JC: Acho que há estresse e separação; nós, como uma cultura de pessoas, tentamos nos reconectar, mesmo nas mídias sociais, mas é uma versão de conexão que não está funcionando. E acho que as pessoas estão tentando encontrar carreiras significativas e com propósito. Acho que o que nós, como povo, ansiamos é a cultura da reconexão com a natureza e tentar entendê-la e acho que é isso que está acontecendo universalmente ou ao redor do planeta. Há algo que está surgindo nessas últimas gerações que eu sinto que é muito mais responsável e consciente disso.

MC: Eu definitivamente vejo isso nos jovens. É realmente maravilhoso ver a paixão deles. A única área em que estou vendo mais é o setor de alimentos, [onde estou] há muito tempo. Sempre fiz o mesmo estilo de alimentação, que é basicamente maximizar a nutrição na cozinha com diferentes técnicas e depois é sobre o agricultor e as mudanças que ele está fazendo com o solo. Eu falo dessas coisas ou coloco receitas ou faço coisas e aí eles ficam interessados. Parece que estou vendo esse interesse ficando cada vez mais forte, quase ao ponto de você pensar que coloca coisas lá fora e fica tipo, “oh, não deve ser tão bom assim” e então vem volta e essa energia volta a crescer, está me fazendo pensar que há algum tipo de mudança lá fora, porque o que antes poderia ter sido completamente ignorado agora é visto.

Os incêndios florestais enquadram este filme. Eu estou querendo saber como você lida com a constante ameaça e medo disso.
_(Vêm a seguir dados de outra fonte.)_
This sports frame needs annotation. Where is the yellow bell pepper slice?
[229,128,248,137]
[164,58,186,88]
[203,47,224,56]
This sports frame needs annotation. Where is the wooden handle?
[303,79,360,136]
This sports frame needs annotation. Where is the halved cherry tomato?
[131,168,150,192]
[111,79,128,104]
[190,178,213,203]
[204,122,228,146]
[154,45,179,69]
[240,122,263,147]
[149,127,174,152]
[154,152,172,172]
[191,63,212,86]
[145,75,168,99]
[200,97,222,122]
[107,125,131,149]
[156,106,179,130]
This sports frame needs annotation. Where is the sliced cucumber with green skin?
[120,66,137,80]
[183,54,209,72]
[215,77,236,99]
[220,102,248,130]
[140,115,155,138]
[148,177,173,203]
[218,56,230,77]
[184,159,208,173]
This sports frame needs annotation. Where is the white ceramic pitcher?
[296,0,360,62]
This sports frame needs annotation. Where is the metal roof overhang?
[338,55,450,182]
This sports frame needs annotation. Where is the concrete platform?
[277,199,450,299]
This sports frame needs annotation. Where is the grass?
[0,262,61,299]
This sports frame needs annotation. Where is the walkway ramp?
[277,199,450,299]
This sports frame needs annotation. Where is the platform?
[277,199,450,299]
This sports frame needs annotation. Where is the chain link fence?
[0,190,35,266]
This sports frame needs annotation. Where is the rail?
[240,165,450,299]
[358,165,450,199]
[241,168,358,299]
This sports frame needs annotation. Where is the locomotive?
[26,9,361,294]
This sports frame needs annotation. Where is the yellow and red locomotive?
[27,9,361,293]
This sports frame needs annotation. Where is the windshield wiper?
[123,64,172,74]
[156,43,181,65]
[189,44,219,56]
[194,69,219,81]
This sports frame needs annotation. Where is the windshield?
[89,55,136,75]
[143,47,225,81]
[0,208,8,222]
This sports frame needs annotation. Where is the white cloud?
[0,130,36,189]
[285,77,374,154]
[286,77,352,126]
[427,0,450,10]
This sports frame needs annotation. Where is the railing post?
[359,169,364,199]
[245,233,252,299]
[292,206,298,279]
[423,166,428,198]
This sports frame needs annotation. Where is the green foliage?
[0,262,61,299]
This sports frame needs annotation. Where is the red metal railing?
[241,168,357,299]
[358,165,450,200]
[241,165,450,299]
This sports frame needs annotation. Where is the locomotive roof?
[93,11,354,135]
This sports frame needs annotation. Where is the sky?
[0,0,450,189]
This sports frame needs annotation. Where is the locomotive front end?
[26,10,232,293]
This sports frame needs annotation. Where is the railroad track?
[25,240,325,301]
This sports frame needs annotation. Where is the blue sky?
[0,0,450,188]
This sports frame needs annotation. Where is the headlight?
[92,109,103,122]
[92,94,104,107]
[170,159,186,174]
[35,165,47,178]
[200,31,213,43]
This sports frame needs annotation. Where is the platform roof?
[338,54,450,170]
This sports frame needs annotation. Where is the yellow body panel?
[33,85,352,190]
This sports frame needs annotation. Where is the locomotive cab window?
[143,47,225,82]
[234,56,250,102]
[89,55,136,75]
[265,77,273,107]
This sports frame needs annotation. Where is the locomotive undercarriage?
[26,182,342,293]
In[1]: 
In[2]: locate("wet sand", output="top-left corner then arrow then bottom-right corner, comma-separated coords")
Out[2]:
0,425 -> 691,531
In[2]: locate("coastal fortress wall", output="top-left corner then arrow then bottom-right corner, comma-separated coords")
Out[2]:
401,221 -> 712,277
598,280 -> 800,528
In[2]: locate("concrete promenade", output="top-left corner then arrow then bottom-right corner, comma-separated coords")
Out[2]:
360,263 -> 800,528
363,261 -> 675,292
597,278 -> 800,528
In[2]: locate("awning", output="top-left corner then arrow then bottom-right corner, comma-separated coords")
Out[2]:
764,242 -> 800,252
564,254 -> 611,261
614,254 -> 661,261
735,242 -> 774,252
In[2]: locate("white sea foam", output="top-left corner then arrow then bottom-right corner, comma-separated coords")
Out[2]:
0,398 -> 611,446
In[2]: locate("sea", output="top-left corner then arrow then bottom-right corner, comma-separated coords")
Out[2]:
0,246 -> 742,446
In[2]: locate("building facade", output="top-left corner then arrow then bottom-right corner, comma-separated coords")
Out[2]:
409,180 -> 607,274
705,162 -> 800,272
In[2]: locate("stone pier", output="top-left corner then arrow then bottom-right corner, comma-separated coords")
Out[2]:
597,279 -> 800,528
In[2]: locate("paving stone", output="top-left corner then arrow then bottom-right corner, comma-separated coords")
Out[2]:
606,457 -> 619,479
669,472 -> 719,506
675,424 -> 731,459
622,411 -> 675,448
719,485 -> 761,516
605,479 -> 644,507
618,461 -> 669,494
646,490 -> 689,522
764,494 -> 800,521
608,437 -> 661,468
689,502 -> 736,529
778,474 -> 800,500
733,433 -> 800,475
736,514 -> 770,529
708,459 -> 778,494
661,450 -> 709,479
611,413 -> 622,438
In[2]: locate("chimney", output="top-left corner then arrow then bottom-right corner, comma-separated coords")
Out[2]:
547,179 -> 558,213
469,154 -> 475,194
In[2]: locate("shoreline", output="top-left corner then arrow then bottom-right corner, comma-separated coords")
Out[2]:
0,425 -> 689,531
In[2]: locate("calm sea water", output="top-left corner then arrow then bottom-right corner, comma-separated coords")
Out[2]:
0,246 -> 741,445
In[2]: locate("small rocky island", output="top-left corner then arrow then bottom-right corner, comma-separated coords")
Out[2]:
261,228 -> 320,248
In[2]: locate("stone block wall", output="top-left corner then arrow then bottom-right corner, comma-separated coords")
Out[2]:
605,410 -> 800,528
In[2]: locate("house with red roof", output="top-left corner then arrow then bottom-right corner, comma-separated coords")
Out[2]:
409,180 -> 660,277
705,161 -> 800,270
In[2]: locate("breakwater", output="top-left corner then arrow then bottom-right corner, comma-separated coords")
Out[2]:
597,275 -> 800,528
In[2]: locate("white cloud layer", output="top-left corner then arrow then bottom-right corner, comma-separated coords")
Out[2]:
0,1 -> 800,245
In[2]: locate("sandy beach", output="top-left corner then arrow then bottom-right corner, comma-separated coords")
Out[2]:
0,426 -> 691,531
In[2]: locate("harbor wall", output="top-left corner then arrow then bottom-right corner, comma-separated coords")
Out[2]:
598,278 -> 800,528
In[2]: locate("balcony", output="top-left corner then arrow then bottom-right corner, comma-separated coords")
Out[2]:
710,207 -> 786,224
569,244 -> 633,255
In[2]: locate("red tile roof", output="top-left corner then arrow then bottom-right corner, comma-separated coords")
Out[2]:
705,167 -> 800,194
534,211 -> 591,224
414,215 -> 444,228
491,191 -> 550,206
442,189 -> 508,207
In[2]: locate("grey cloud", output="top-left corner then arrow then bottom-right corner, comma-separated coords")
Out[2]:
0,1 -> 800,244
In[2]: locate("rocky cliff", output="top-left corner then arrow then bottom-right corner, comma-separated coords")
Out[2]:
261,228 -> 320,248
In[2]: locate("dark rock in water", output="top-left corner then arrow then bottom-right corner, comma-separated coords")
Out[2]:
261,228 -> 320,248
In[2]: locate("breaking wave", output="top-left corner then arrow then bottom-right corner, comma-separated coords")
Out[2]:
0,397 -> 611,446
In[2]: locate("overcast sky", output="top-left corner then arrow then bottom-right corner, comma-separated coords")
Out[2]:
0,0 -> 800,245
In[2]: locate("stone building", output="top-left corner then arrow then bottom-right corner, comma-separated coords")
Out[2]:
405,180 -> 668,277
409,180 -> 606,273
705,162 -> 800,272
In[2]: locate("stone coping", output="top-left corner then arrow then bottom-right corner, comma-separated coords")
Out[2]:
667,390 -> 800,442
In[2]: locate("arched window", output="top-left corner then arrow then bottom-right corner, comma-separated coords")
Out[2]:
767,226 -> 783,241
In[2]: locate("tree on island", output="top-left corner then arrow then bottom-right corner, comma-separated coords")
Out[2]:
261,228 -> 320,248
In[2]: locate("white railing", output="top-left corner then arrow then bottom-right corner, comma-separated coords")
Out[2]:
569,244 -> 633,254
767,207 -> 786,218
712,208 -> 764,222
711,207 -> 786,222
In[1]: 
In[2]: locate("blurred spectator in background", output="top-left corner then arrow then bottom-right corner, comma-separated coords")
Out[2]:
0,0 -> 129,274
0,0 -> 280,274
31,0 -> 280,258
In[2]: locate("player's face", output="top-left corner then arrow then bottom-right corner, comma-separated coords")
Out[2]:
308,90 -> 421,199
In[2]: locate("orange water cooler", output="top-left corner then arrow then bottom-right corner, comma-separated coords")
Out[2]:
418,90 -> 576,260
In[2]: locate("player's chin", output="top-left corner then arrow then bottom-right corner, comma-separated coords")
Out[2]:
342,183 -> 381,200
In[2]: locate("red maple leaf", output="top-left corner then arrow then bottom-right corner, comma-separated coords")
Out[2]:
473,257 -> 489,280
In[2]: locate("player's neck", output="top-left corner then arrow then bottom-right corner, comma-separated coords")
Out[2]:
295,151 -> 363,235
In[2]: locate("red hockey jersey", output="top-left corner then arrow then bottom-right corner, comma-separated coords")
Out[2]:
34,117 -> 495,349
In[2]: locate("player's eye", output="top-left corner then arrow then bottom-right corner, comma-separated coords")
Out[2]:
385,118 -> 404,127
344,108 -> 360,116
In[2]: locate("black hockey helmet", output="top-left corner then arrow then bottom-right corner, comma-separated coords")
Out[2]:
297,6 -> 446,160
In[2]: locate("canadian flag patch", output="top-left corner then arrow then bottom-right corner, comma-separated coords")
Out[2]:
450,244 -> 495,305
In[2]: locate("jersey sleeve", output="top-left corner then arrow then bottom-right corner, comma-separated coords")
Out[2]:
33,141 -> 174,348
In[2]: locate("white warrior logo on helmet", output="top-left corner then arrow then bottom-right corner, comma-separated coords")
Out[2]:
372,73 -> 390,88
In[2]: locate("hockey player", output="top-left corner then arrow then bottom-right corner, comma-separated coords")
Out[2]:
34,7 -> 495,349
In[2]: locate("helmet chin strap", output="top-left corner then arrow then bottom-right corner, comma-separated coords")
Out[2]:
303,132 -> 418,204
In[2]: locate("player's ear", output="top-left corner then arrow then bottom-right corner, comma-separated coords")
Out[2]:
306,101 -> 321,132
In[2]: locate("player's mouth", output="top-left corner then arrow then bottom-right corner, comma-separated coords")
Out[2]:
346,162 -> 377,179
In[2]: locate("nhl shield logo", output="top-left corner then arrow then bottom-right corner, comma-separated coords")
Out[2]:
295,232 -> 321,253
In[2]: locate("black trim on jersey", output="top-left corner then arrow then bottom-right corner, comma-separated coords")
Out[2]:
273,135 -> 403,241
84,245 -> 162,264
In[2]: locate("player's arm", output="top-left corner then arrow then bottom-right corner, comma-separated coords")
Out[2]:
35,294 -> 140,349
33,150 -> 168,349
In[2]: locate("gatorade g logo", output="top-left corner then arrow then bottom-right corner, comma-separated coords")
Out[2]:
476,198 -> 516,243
JC: Passamos por cinco incêndios florestais que estiveram ao nosso redor nos últimos dois anos. O primeiro casal foi incrivelmente aterrorizante, porque não entendíamos as regras de noivado. Não entendemos o que poderia acontecer. Agora, tendo passado por isso e como é nossa agricultura em comparação com áreas que foram gravemente queimadas ou escaparam com quase nenhum problema, temos uma avaliação melhor de pelo menos onde estamos. É tudo ruim, mas não é tão aterrorizante quanto antes. Nós nos colocamos um pouco melhor. É uma coisa imprevisível, mas sabemos onde vamos colocar os animais agora e coisas assim. Tudo o que posso dizer é que é apenas uma das muitas coisas que parecem surgir todos os anos.

MC: Eu realmente gosto que isso seja visto no filme. A realidade é que você está seguro, mas meio que não está seguro. Sim, lidamos com incêndios florestais, mas todo mundo está lidando com alguma coisa. Toda a existência é um pouco frágil, então, embora eu não goste de ser afetado por incêndios florestais, também não amo ser afetado por tornados em Atlanta ou qualquer outra coisa isso é. É difícil, é duro, parece assustador, é assustador o que aconteceu, mas eu ainda quero viver aqui.